2. The shares subject to the non-qualified stock option shall vest and become exercisable in equal quarterly installments over a period of four (4) years commencing on February 23, 2026.
/s/ Gary Atkinson 02/25/2026
** Signature of Reporting Person Date
Reminder: Report on a separate line for each class of securities beneficially owned directly or indirectly.
* If the form is filed by more than one reporting person, see Instruction 4 (b)(v).
** Intentional misstatements or omissions of facts constitute Federal Criminal Violations See 18 U.S.C. 1001 and 15 U.S.C. 78ff(a).
Note: File three copies of this Form, one of which must be manually signed. If space is insufficient, see Instruction 6 for procedure.
Persons who respond to the collection of information contained in this form are not required to respond unless the form displays a currently valid OMB Number.

FAQ

What insider transaction did Algorhythm Holdings (RIME) report on this Form 4?

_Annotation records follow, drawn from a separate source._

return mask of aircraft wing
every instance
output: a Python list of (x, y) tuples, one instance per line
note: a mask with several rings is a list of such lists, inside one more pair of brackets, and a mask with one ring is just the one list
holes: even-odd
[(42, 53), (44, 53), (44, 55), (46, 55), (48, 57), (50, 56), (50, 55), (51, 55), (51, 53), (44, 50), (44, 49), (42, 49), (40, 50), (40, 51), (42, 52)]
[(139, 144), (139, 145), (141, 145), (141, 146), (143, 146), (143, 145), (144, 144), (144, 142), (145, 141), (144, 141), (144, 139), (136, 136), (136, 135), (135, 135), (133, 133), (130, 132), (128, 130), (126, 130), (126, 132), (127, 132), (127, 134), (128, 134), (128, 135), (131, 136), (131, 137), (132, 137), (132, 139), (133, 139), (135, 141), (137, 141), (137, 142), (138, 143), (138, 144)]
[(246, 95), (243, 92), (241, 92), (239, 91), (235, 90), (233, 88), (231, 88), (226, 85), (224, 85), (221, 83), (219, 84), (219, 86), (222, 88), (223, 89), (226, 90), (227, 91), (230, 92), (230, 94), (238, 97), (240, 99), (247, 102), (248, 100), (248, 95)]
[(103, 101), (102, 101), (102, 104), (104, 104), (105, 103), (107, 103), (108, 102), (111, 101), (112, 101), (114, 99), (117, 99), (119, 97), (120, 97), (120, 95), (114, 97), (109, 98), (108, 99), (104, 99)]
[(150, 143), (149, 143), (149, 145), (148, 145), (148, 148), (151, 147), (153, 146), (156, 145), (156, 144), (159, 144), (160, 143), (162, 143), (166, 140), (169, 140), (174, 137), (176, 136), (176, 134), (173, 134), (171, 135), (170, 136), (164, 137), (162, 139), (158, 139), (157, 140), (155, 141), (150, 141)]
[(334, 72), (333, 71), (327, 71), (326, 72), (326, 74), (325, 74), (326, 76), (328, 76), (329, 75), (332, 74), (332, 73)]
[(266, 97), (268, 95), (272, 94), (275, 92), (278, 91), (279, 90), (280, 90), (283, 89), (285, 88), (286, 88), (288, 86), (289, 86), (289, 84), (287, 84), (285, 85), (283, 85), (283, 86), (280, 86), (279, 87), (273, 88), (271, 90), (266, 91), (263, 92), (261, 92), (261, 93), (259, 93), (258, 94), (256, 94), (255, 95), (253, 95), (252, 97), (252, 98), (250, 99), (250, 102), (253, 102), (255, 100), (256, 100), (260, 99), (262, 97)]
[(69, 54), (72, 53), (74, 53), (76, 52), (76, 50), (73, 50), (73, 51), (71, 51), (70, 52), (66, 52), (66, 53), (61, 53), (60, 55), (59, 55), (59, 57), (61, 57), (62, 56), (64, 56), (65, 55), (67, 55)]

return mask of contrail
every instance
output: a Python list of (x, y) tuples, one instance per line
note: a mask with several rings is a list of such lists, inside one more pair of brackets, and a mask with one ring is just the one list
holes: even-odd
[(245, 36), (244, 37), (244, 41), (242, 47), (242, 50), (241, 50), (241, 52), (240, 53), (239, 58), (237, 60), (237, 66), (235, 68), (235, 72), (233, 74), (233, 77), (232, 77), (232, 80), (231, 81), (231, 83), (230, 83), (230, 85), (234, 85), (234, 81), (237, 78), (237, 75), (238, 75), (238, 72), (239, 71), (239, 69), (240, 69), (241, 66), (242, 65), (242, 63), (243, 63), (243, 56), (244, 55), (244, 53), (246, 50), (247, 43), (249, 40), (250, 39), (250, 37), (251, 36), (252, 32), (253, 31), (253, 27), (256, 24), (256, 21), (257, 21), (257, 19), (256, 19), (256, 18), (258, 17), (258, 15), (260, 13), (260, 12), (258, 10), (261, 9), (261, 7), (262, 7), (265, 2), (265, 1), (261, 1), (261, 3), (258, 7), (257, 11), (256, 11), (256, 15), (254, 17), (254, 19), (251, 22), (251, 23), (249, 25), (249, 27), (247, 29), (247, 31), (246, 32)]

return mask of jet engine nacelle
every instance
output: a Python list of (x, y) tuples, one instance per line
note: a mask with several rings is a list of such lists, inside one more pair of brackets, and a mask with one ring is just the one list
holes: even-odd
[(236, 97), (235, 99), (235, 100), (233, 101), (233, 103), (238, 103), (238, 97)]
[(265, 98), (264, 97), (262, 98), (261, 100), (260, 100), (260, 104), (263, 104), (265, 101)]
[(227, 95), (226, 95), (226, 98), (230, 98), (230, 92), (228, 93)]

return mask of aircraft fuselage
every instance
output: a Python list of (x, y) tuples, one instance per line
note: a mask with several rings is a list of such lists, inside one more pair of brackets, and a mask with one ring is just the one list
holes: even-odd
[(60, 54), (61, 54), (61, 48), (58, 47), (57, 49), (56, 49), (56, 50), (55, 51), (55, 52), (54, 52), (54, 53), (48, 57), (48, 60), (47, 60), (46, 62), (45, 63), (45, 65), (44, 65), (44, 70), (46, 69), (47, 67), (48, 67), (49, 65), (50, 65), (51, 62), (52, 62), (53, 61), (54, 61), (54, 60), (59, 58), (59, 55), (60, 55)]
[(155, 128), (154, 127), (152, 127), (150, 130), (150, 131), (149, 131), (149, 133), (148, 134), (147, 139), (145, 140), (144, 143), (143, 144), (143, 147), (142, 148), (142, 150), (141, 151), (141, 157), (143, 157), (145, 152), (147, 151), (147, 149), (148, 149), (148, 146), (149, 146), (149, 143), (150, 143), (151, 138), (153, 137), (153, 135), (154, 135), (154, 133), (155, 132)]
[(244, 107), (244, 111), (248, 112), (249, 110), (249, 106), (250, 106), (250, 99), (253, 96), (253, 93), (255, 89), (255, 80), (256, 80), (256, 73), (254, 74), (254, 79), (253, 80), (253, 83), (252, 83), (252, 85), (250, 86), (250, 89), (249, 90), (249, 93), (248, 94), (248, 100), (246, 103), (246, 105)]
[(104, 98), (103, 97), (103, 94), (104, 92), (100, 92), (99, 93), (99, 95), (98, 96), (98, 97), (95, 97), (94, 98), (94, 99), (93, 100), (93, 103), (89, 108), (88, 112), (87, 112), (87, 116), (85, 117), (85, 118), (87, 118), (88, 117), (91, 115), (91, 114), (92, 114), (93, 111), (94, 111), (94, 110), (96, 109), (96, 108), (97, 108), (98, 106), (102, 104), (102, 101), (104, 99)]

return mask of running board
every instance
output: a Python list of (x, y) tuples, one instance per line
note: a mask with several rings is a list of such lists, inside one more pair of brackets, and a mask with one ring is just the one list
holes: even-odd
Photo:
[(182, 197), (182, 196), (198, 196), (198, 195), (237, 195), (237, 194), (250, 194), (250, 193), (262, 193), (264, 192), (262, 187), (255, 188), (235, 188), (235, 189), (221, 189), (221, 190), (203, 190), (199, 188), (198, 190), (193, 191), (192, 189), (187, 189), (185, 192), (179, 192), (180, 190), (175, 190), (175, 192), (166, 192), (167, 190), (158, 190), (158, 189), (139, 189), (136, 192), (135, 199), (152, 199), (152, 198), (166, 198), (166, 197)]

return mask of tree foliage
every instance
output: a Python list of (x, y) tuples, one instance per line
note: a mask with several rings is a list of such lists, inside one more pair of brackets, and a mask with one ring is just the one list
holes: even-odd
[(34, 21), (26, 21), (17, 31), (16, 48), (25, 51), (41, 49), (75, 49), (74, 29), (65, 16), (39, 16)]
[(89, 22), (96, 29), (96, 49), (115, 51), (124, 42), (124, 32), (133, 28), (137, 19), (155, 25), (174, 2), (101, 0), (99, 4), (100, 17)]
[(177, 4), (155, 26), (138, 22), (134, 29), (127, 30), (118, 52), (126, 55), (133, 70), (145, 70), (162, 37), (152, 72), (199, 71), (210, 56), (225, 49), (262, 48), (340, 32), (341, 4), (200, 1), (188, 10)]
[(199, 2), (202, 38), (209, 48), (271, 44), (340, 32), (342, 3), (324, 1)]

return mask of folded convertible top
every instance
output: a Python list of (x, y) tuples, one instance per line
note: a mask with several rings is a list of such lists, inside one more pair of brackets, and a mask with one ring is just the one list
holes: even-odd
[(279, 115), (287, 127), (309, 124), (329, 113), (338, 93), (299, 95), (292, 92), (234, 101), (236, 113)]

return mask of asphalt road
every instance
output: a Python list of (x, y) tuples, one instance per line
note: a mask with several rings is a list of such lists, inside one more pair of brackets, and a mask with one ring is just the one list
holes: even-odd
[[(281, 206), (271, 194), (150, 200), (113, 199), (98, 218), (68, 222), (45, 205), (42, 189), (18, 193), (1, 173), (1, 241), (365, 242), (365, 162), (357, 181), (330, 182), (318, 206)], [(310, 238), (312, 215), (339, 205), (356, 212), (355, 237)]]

Algorhythm reported its CEO, Gary Kevin Atkinson, received a non-qualified stock option for 740,597 common shares. The grant was approved by the board under his amended and restated employment agreement dated February 23, 2026, and issued from the 2022 Equity Incentive Plan.

How many Algorhythm (RIME) shares are covered by the CEO’s new stock option?

The non-qualified stock option covers 740,597 shares of Algorhythm’s common stock. This entire amount was granted on February 23, 2026, under the company’s 2022 Equity Incentive Plan as part of CEO Gary Kevin Atkinson’s amended and restated employment agreement with the company.

How does the CEO’s new Algorhythm (RIME) stock option vest?

The option vests in equal quarterly installments over four years, beginning February 23, 2026. That means the 740,597 shares become exercisable gradually each quarter, aligning the award with the CEO’s continued service and long-term commitment to Algorhythm Holdings, Inc.

What type of equity award did Algorhythm (RIME) grant its CEO?

Algorhythm granted CEO Gary Kevin Atkinson a non-qualified stock option. This derivative security gives him the right to purchase 740,597 common shares, with the grant made under the Algorhythm Holdings, Inc. 2022 Equity Incentive Plan and his updated employment agreement.

Under which plan was the Algorhythm (RIME) CEO’s option grant issued?

The CEO’s stock option was issued under the Algorhythm Holdings, Inc. 2022 Equity Incentive Plan. The grant was authorized by the board of directors and tied to Gary Kevin Atkinson’s amended and restated employment agreement dated February 23, 2026, detailing his compensation terms.